Fenomena Golput di Indonesia bukan merupakan hal yang baru lagi, Dimana golput yang merupakan salah satu pilihan yang diamkkbil oleh pemilih Dimana pemilih lebih memilih untuk tidak menggunakan hal pilihnya. Hal ini merupakan isu yang tidak bisa terhindarkan dalam setiap pemilu, padahal KPU RI selalu menghimbu dan mengarahkan kepada seluruh Masyarakat Indonesia akan pentingnya menggunakan hak pilihnya dalam pesta demokrasi yang dilaksanakn di negara Indonesia. Angka golput menjadi sebuah tantangan yang serius bagi system demokrasi Indonesia. Menurut data terbaru dari Komisi Pemilihan Umum (KPU) RI, pada pemilu 2024, jumlah pemilih terdaftar mencapai sekitar 204,8 juta orang. Namun pada kenyataannya masih banyak Masyarakat yang telah terdaftar sebagai pemilih lebih memilih untuk tidak menggunakan hak pilihnya.

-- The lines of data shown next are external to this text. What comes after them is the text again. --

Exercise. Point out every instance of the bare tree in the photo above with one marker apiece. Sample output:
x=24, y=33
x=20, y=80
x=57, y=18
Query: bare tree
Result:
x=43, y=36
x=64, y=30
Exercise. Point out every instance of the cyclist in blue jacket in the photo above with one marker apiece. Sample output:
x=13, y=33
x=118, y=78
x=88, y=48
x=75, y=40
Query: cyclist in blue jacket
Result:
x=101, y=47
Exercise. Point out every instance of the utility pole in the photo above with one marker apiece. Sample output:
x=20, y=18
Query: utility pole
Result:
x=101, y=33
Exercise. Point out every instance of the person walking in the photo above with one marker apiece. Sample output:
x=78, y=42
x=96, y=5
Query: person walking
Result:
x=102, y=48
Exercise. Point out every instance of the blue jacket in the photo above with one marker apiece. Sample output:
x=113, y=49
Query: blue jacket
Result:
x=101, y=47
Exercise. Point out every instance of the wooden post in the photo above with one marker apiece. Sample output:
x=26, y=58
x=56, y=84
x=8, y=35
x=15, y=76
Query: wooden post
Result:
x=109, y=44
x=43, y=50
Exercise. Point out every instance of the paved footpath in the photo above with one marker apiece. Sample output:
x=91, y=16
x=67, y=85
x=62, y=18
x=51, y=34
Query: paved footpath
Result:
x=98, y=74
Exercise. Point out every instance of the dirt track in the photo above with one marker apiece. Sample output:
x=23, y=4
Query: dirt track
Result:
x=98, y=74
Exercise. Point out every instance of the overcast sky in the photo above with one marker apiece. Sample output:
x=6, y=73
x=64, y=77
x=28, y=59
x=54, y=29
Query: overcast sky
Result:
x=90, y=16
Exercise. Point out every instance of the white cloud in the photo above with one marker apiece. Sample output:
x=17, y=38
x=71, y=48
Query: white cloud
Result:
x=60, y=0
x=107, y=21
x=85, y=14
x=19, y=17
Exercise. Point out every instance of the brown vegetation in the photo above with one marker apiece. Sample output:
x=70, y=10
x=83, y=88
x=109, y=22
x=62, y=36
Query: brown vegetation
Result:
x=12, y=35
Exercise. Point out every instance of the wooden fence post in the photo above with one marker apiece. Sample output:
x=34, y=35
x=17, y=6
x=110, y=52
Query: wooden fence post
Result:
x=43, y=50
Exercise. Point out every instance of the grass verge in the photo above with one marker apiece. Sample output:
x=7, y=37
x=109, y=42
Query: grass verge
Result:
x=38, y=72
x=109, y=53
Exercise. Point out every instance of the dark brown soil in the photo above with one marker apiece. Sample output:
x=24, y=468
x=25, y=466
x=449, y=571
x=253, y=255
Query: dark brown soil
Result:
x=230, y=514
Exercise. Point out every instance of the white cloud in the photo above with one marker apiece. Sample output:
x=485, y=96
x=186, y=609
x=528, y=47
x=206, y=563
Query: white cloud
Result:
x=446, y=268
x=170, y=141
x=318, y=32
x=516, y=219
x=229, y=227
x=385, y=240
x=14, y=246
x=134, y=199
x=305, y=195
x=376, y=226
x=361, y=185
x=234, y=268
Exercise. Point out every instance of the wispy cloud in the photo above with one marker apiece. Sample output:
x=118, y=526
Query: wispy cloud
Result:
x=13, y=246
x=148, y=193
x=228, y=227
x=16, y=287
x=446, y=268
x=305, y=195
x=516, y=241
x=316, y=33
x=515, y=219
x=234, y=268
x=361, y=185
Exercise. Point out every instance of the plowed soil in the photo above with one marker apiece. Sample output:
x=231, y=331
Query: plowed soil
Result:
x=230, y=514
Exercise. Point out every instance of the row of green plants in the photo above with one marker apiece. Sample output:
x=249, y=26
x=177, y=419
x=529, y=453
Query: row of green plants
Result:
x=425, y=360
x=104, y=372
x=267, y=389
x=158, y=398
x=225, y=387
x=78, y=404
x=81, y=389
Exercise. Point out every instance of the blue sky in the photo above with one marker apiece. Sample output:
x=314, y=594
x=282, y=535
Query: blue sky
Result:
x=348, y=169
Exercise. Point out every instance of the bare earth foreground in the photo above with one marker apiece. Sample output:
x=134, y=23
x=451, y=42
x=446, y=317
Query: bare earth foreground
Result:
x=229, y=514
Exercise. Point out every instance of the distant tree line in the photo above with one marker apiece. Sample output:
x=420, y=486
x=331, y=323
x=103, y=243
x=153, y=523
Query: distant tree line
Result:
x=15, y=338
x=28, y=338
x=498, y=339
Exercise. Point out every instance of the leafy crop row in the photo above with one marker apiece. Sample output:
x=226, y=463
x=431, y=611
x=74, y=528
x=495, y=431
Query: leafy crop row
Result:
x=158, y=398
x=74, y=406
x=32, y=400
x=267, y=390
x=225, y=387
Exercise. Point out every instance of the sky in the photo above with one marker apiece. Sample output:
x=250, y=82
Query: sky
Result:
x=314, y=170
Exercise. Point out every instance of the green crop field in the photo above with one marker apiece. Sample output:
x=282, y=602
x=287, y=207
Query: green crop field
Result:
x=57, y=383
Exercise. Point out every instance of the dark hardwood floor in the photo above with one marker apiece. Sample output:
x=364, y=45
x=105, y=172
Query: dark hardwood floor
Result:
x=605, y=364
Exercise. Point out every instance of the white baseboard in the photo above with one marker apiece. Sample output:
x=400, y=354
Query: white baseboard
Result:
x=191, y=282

Alasan Pemilih Melakukan Golput
Terdapat beberapa yang menjadi dasar alasan mengapa pemilih lebih memilih untuk melakukan golput. Beberapa alasan tersebut adalah sebagai berikut :
1. Kekecewaan kepada politisi dan sistem politik, salah satu alasan utama mengapa pemilih melakukan golput adalah kekecewaan terhadap kondisi politik yang ada. Banyak pemilih merasa bahwa para politisi atau calon yang mencalonkan dirinya hanya melakukan lift service saat melakukan kampanye semua janji dan ucapan yang disampaikan kebanyakan hanya sebagai pemanis awal agar rakyat bisa memilih, tetapi pengalaman yang ada setelah si calon jadi semua janji dan ucapan yang disamapaikan tidak dijalankan dan tidak di realisasikan.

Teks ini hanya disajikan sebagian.